When it comes to politics, Lewis describes herself as “the biggest cynic of all time.” I ask what she thinks about McCain’s vice-presidential pick, Sarah Palin, and she puts on a low voice, aping the Republican thought process: “‘We’ve got to do something. Let’s get a girl!’ On the one hand,” she continues, “you think, ‘Yay, the times they are a-changing, she’s female.’ But, oh no, she’s not pro-choice and she loves guns. What? Here’s what I’m saying. I am independent, to the truest, true, last little cell. I don’t trust politics.”
Lewis says that she has “a natural, innate rebellion, a defiance that my parents allowed in me, and I only have it more so in my 30s.” She calls herself a “man-loving feminist” and says that she wishes more women would concentrate on what they have to offer aside from their looks. “I want girls to start thinking about what they have to say, what do they have to contribute to their families, to other people, to society? … It’s fine if you want to be desirable to your man, that’s sweet. But when people are carving their skin and putting plastic, or whatever, synthetic balls in their chest, to be more desirable, against this fucking facade of ‘Oh no, it’s for me. It makes me feel good.’ Well, really?”
She says that her favorite female artists are Beth Ditto, Joan As Policewoman, PJ Harvey, and she has just recently finished acting in Drew Barrymore’s directorial debut, Whip It!, in which she plays a roller-derby champion. (Roller derby is a US punk spectator sport, which involves women on rollerskates racing around a track). Lewis spent 12 hours a day on skates during the shoot, and plays a legendary competitor called Iron Maven, who bullies the main character, played by Ellen Page. She seems to have loved the whole experience, and says that Barrymore “really impressed me. She’s so visual and intelligent.”
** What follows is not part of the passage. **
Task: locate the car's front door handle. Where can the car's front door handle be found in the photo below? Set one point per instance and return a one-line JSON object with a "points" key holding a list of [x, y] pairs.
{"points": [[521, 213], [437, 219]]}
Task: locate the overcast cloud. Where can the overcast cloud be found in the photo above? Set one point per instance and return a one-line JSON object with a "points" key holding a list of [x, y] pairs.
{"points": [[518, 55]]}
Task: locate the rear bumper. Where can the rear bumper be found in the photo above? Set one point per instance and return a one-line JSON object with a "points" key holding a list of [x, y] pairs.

A few years back, Lewis did an interview with the writer Chuck Palahniuk, in which she shared a range of questions that she’d devised to sound out a man she liked. I ask if I can put some to her, and she agrees. So, does she like asparagus? “Yes.” Would she say she’s won more fights than she’s lost? “I haven’t gotten into that many fights, so I would say it’s even.” Did you date an older man, and what did he teach you? “I was going to answer something, but I’m not going to have that answer in print,” she says. I laugh and she adds, “No! It wasn’t sexual. Wait, an older man,” she goes quiet. “Cause when I was a teenager I dated someone in their 20s, but looking back I don’t consider that older. He taught me honesty. Being honest in a relationship. And being really loving.” She seems slightly sad. She is almost certainly referring to Brad Pitt, whom she dated in her late teens.
Finally, I wonder whether she plans to fulfill that third ambition, and take up performance art. She laughs. “Well, when I say performance art, that’s such a scary phrase. What does that mean anyway? I saw some really bad performance art at a museum once where it was like someone brushing their teeth for 30 minutes … What I mean is a sense of dance, and physical interpretation. Like physicalizing my sound and my drama. I do this on stage anyway,” she pauses. “I cavort.” That she does. Perhaps Juliette Lewis has fulfilled all those childhood ambitions already.